Macdonald: “Can I ask you about the issue rather than the personal component which I’m not entirely clear on. Should people in politics have to declare an interest in this sort of thing?
Littleproud: “Totally. Totally.”
Macdonald: “Why don’t they?”
Littleproud: “What he’s trying to raise from behind Twitter is that someone has tried to say that my ex-wife’s second cousin once removed, who is now facing charges over the misuse of a Queensland state government program, somehow has a link to me. It was created before I was in parliament. And before I was water minister.
“So you want to dance, let’s put it out on the table. Let’s go hand in hand to [independent Northern Basin Commissioner] Mick Keelty. Let’s be mature. I want to lead the nation. I want to make sure we get this right. If we want to get into this petty grubby situation, good luck to you.”
It was an awkward moment on an awkward night for a minister in the firing line.
He was, according to Labor’s Fitzgibbon and Australia Institute water researcher Maryanne Slattery, guilty of untruths. He faced angry denunciations and appeals for help from farmers like Badger Bates, who made a stark plea via video from the dry-as-dust banks of the Barka, as the Darling is known to Indigenous Australians.
“When are you going to put water and give us [a] guarantee that the Barka will flow again?”
Littleproud: “The first thing is, it has to rain. We have a serious supply issue. I’m sorry. I can’t make it rain. And the only thing that will get the water running into those rivers is stuff from the sky. That is a serious, serious issue that we’ve got. Until we fix the supply, there are going to be constraints on that. I’m sorry. I can’t lie to you.”
Toughest of all for the minister, he was seated next to one of the most powerful and eloquent voices from rural Australia, Kate McBride, the 21-year-old whose viral video of her father nursing dying cod helped turn Australia’s water crisis into a global issue.
She took no prisoners, having a go at Littleproud and Fitzgibbon for political squabbling while farmers livelihoods are dying.
“I think we can see it right here,” she said.
“The question was what’s the future for the kids and that’s exactly my question as well. As a young farmer, I’m 21 years old, where is my future in all this?”
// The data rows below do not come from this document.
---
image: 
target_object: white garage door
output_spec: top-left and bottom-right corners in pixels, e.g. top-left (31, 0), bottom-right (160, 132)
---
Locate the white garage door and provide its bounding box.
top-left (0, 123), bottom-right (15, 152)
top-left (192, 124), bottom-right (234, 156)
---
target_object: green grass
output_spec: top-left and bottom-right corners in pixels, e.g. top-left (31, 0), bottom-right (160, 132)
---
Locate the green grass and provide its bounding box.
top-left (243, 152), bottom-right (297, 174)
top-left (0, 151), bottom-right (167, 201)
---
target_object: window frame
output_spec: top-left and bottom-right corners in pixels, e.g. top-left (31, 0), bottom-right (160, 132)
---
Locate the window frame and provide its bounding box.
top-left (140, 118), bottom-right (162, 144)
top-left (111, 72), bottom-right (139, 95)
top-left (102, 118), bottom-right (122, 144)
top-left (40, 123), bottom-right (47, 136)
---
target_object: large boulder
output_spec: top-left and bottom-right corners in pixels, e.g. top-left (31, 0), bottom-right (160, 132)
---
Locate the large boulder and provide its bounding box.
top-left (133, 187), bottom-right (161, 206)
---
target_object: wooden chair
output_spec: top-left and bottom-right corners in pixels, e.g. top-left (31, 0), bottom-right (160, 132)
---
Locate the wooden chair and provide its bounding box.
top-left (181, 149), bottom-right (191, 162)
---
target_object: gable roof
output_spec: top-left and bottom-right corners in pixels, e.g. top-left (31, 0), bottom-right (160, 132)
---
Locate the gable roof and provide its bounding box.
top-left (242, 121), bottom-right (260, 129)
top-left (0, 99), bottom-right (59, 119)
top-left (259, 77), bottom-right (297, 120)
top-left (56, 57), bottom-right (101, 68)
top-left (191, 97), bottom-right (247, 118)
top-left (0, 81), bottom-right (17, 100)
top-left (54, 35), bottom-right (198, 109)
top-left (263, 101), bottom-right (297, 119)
Later, as Littleproud lamented the effect of water buybacks and vowed they would never be government policy again, Macdonald observed: “If I may say minister, you look quite emotional.”
Littleproud: “These are people I know personally.”
Macdonald: “Are they telling you you’re making mistakes?”
Macdonald: “We’re hearing it all over the place. It’s strange you’re not hearing it.”
Littleproud: “Those people want government out of their lives … they see for the first time they can have government out of their lives and they can get on and do what they do best which is grow food and fibre.”
Which was McBride’s prompt to make her most heartfelt intervention of the night.
“How can you say to those people and myself included that live along there, ‘We’re not going to put any more water back in the river from buybacks. You guys have to sit at the end of the river and die’. That’s what you’re telling us right now.”